As an aside, before the age of the internet and Google the private lives of writers were not as well known. Their deep dark secrets could be kept as closeted as they wanted, as long as they behaved themselves. The over-the-top personality of Jacqueline Susann was not in the forefront of my mind when her bestseller, Valley of the Dolls was all the rage. Now I want to reread Susann knowing what I know now. In fact, it would be interesting to go back and read the books of everyone Korda has dished about in Another Life.

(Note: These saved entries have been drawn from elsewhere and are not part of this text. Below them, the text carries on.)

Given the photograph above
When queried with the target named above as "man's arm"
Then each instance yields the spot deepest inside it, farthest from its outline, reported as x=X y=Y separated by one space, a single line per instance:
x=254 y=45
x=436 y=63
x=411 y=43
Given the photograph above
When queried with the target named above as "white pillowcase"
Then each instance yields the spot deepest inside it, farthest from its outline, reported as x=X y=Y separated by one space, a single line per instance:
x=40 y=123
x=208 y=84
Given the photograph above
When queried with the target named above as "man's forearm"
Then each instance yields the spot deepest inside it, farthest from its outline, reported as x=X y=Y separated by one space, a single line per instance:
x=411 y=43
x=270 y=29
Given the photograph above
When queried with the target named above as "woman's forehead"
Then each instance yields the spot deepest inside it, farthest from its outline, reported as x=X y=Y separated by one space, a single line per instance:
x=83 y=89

On a personal note, Korda mentions Dark Harbor, Maine. For those of you wondering, it is actually on Islesboro and closer to West Penobscot Bay…and nowhere near Monhegan.

Quotes I liked, “He seemed to be under the mistaken impression, thanks to Morris Helprin I felt sure, that I was a person of scholarly nature, prodigious learning, and refined taste” (p 31) and”It takes a lot of time and shared experiences to make a friendship permanent, to harden it…” (p 167). Very true.

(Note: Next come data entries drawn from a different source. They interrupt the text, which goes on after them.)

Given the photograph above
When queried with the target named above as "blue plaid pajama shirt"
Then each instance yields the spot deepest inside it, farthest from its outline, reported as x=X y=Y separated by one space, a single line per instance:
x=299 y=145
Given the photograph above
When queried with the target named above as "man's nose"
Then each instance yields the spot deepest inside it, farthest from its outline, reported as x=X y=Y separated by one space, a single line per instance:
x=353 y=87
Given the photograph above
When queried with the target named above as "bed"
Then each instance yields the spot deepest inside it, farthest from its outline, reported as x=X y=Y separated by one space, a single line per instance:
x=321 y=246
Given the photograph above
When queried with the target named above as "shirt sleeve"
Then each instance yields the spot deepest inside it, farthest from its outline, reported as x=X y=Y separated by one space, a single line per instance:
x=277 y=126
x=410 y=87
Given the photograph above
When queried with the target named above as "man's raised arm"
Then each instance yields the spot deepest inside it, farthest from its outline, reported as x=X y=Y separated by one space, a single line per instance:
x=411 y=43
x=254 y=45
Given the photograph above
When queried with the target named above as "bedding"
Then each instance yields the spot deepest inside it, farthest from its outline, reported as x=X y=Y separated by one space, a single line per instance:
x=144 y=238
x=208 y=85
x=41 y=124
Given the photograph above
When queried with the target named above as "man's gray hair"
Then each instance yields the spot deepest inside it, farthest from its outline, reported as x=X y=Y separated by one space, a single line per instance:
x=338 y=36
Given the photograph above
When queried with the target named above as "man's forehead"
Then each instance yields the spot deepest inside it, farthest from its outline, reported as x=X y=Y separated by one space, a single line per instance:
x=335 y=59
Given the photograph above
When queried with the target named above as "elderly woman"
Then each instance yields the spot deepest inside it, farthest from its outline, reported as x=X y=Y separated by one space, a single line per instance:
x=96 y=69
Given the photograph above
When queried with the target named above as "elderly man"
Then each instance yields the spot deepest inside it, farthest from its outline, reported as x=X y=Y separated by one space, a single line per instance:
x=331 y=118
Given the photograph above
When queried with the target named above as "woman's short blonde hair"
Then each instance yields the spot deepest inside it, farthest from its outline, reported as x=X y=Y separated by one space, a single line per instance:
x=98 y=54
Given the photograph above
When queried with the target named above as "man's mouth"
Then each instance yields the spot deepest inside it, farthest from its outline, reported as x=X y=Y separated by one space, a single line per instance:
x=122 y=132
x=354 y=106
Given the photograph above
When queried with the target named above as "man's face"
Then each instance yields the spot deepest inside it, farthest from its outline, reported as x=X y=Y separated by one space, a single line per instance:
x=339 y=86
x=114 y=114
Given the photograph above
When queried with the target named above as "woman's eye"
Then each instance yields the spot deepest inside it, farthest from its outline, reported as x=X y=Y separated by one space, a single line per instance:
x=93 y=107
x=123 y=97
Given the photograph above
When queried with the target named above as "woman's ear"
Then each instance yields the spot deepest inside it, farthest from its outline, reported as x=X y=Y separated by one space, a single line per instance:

Author fact: At the time of publication, Michael Korda was still editor in chief at Simon & Schuster.

Book trivia: the only thing missing from this dishy drama are photographs of all the celebs!

Nancy said: Nancy calls Korda’s style, “wonderfully affectionate” (p 152).

BookLust Twist: from Book Lust in the very straightforward chapter simply called “Memoirs” (p 152).

Birthday Books of February

Happy birthday to me & moi. This month we celebrate…everything. Here are the anticipated books:

Fiction:

  • The Autobiography of Miss Jane Pittman by Ernest J Gaines ~ in honor of February being Black History Month (AB).

Nonfiction:

  • An Island to Oneself by Tom Neale ~ Nancy Pearl said to read this after Puka-Puka. So I am.
  • Travels with Tangerine by Tim Macintosh ~ in honor of Feb being exploration month
  • Song of the Dodo: Island Biography in an Age of Extinction by David Quammen ~ in honor of Quammen’s birth month
  • Better Off: Flipping the Switch on Technology by Eric Brende ~ in honor of February being national science month.
  • Antarctic Destinies b y Stephanie Barcweski (also in honor of exploration month…it’s a long story).

Series (continuations):

  • Fall of Hyperion by Dan Simmons ~ in honor of January being Sci-Fi month
  • White Nights by Ann Cleeves ~ in honor of January being the month of Up Helly Aa fest in Shetland

For fun:

  • Wonder by RJ Palacio ~ ever since Natalie explained the premise of this book as being based on her song, “Wonder” I have wanted to read it.

Early Review:

  • Supposedly, the January book is Ma Speaks Up by Marianne Leone (LT spells it ‘Leonne’). Since half a dozen ER books have gone missing or  never mailed I’ll wait until it is in my hands before I announce I’m officially reading it.